Il vous arrive à vous, comme à moi, d’avoir un coup de cœur pour l’une ou l’un de nos politiciens ! Non ? Alors, un coup de cœur pour le contenu (en un seul mot) de ses paroles et si ce n’est vraiment pas le cas, ça vous fait mal au ventre. N’avez-vous jamais dit : « ça m’ferait mal au ventre de voter pour lui » ? Ah, si, vous avouez !
Et celui ou celle qui a votre choix, vous pouvez aller lui donner un coup de main, ce n’est pas interdit, que je sache ! Il vous ouvre les bras et vous prenez les choses à bras le corps.

Certains politiques, se croient au dessus des partis.
Si... je l’ai entendu !
Là, je ne m’étendrais pas à vous situer où cela se trouve, à vous de le découvrir si besoin est !
Je vous entends dire aussi que vous avez les « boules » ! Les boules de tout ce pataquès politicard.

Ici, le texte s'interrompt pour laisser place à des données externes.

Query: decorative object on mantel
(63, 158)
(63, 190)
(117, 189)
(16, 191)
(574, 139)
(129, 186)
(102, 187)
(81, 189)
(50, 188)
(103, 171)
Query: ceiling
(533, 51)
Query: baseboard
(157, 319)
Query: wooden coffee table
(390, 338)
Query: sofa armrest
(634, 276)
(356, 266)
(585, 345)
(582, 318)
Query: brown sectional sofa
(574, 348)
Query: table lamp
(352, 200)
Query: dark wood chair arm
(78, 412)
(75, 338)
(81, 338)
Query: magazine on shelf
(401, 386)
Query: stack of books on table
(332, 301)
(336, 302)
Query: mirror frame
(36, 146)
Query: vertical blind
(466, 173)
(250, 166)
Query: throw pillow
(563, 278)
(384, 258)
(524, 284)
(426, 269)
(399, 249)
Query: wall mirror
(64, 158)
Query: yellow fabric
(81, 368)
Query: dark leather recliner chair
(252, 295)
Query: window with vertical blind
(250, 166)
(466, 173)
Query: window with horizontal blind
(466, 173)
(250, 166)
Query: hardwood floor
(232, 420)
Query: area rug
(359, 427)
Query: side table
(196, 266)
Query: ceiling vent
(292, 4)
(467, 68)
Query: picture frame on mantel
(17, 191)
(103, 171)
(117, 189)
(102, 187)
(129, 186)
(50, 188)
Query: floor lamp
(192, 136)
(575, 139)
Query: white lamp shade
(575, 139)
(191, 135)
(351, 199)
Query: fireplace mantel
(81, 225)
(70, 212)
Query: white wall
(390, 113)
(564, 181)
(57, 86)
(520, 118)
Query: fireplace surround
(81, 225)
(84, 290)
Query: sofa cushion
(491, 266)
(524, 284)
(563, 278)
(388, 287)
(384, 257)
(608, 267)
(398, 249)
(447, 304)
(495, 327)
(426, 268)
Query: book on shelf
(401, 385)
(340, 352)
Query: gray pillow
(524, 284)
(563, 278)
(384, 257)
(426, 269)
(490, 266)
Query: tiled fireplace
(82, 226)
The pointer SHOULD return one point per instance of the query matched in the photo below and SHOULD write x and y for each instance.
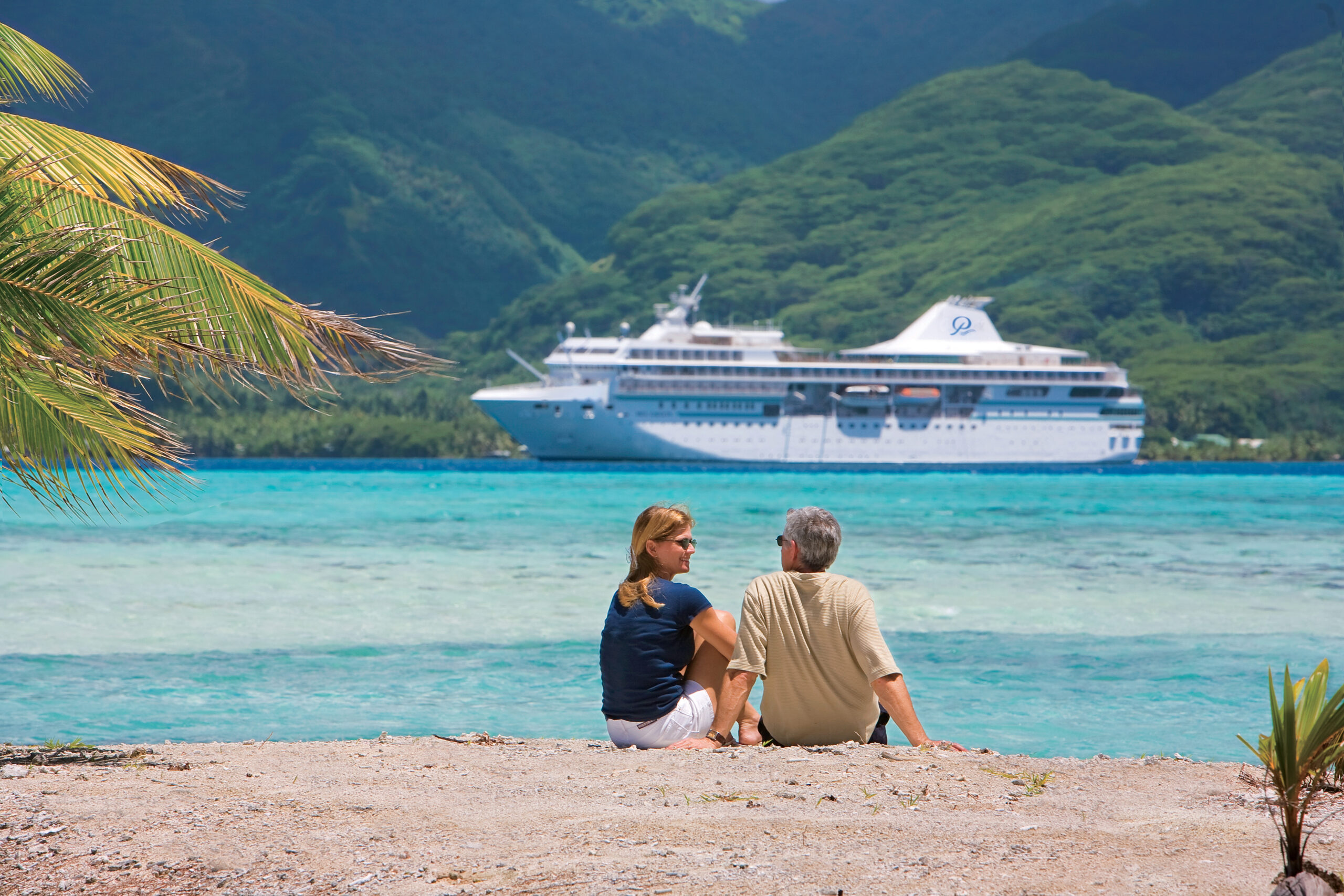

Vous avez les « boules » à cause des « partis » de droite, de gauche, du centre et ceux excentrés. Et les boules excentrées, ce n’est pas terrible, cela déséquilibre.
Vous pouvez vous vanter de tout comprendre à ce micmac, attention à vos chevilles, elles vont enfler, à contrario de la cheville ouvrière qui s’amenuise d’année en année. .
Et puis, finalement, cela vous casse les pieds, toutes ses salades politiciennes, raz le bol ! Le bol se situant au niveau de la tête, mais on ne dit pas : « raz la tête ».

A notre corps politique, s’ajoute le costume que l’on peut leur tailler. Et lors de l’échec, ils prennent une veste qui selon le sens du vent, ils peuvent retourner, ce qui leur permettrait d’avoir un portefeuille, ce après quoi ils courent. 
A force, ils en deviennent « crampon » et se trouvent droit dans leurs bottes sauf s’ils sont pris la main dans le sac et leurs ambitions tombent à l’eau. Ce n’est pas comme cela qu’ils vont faire un tabac.